A menos que os juízes tenham que lavrar duas sentenças: uma para os autos, a verdadeira, a da Bayer; e outra para a Internet, não vá o Povo, em cujo nome o juiz julga, imaginar que os pobres magistrados não trabalham que se matam. Se for este o caso, temos a burra nas couves: por um lado, nada garante que o mesmo juiz que lavra uma excelente sentença, impecável na sua fundamentação, sólida na apreciação da prova, indestrutível no enquadramento do caso no direito aplicável, tenha dotes de jornalista, ou escritor, para "aproveitar as novas tecnologias de informação para dar conhecimento público das suas decisões, descodificando a linguagem jurídica quando necessário"; por outro, do que o Povo sobretudo se queixa, com razão, é que a Justiça não funciona, e este acréscimo de trabalho inútil pode talvez esclarecer muito jornalista incapaz de interpretar despachos e sentenças mas não acelera a máquina - trava-a.

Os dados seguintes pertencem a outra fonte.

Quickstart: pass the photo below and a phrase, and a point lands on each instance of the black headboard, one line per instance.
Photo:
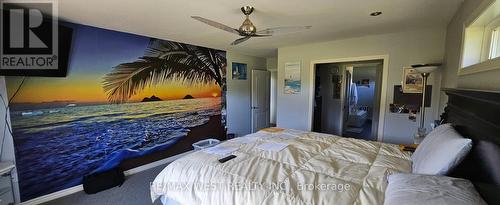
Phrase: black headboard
(476, 115)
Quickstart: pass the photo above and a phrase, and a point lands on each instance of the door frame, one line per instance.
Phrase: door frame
(268, 95)
(383, 94)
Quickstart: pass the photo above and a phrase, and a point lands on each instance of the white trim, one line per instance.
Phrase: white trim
(469, 20)
(75, 189)
(488, 65)
(383, 93)
(52, 196)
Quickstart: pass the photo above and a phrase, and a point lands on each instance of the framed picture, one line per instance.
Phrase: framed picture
(292, 78)
(413, 81)
(239, 71)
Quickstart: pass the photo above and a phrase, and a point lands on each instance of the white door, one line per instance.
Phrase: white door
(260, 99)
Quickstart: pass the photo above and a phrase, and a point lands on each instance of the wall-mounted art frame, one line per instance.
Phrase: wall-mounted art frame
(292, 78)
(413, 81)
(238, 71)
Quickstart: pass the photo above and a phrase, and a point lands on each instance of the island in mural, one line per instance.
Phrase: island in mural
(125, 96)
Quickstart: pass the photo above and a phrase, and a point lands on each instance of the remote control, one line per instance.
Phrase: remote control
(225, 159)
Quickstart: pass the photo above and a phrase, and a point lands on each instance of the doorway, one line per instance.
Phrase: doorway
(347, 98)
(260, 99)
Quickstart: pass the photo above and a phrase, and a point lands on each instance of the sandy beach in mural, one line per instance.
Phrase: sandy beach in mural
(57, 146)
(127, 101)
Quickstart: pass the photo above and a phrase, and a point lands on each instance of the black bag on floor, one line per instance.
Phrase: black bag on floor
(97, 182)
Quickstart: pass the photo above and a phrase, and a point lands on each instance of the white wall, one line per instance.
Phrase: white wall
(239, 93)
(487, 80)
(8, 144)
(404, 48)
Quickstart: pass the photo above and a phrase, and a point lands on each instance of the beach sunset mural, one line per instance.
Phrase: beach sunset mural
(127, 98)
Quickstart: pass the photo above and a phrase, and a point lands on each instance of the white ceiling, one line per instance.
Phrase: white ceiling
(330, 19)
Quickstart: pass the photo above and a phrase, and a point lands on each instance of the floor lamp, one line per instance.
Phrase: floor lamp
(425, 70)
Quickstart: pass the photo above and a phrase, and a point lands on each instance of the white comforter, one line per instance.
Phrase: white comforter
(313, 169)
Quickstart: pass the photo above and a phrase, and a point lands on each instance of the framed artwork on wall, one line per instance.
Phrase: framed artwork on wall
(413, 81)
(292, 78)
(239, 71)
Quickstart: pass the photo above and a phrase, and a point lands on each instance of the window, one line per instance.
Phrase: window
(481, 46)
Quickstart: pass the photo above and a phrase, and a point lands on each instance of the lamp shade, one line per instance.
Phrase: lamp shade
(426, 68)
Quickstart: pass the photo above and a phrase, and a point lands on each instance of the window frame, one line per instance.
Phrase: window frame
(486, 63)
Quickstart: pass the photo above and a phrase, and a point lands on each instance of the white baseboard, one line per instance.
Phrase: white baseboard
(52, 196)
(75, 189)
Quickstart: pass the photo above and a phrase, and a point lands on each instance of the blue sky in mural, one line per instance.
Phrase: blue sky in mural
(114, 48)
(66, 128)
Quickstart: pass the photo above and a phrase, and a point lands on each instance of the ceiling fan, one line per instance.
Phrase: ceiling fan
(247, 30)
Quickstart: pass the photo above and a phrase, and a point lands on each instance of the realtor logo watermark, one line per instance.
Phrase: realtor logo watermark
(29, 34)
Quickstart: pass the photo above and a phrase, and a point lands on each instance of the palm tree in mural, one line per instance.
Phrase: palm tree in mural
(165, 61)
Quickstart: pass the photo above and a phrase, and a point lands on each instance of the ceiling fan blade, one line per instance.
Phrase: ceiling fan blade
(216, 25)
(282, 30)
(240, 40)
(257, 35)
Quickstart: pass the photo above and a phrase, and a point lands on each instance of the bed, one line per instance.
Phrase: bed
(348, 171)
(331, 162)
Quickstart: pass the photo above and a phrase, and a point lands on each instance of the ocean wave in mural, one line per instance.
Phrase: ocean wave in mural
(126, 97)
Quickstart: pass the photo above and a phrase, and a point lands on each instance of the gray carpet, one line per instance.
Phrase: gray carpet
(135, 191)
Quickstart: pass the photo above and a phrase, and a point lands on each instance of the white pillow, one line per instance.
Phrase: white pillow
(440, 151)
(413, 189)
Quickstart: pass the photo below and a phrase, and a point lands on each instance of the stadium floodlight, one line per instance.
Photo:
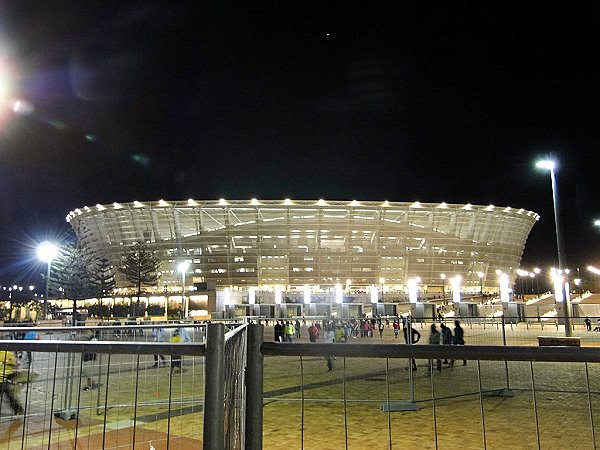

"Os magistrados pretendem ainda dar justificações públicas dos seus atrasos processuais e ver divulgados os inquéritos disciplinares aplicados à classe, no sentido de ficar esclarecido por que é que um determinado juiz foi inspecionado e qual o conteúdo da decisão de quem o fiscalizou."
É fatal como o destino que o magistrado que vier dar explicações públicas dirá uma de duas coisas, ou ambas: i) Não tenho meios; ii) A legislação está mal feita. E o responsável pelos meios dirá que não senhor não falta nada, ou falta mas não há caroço, enquanto o legislador confessará que esse aspecto vai ser tido em conta na próxima reforma, ou não será porque o senhor juiz, valha-o Deus, não sabe o que diz. Da publicidade dos inquéritos a juízes nem falemos, que, salvo nos casos de aposentação compulsiva, ou outro afastamento, o juiz ficará com um ferrete público que, no regresso ao serviço, o acompanhará.
Bem sei que há para aí advogados que não sabem escrever, jornalistas que não sabem ler, e cidadãos que não sabem pensar. Mas dos juízes espera-se contenção, reserva e ponderação - tudo o que não existe na rua. E estas iniciativas, se levadas à prática, o que farão não será nem acelerar o funcionamento da Justiça, nem melhorar a qualidade das decisões, mas criar, em torno dos tribunais, discussão e arruaça.
"O maior número de juízes de sempre", declarou José Mouraz Lopes, presidente da Associação Sindical dos Juízes Portugueses (ASJP), que organizou o encontro. Bem, este cidadão acha que sindicatos de juízes são uma contradição nos termos; e também que, desde que se aceitou o princípio, não ficou melhor a justiça do Povo - mas ficamos mais perto da justiça popular.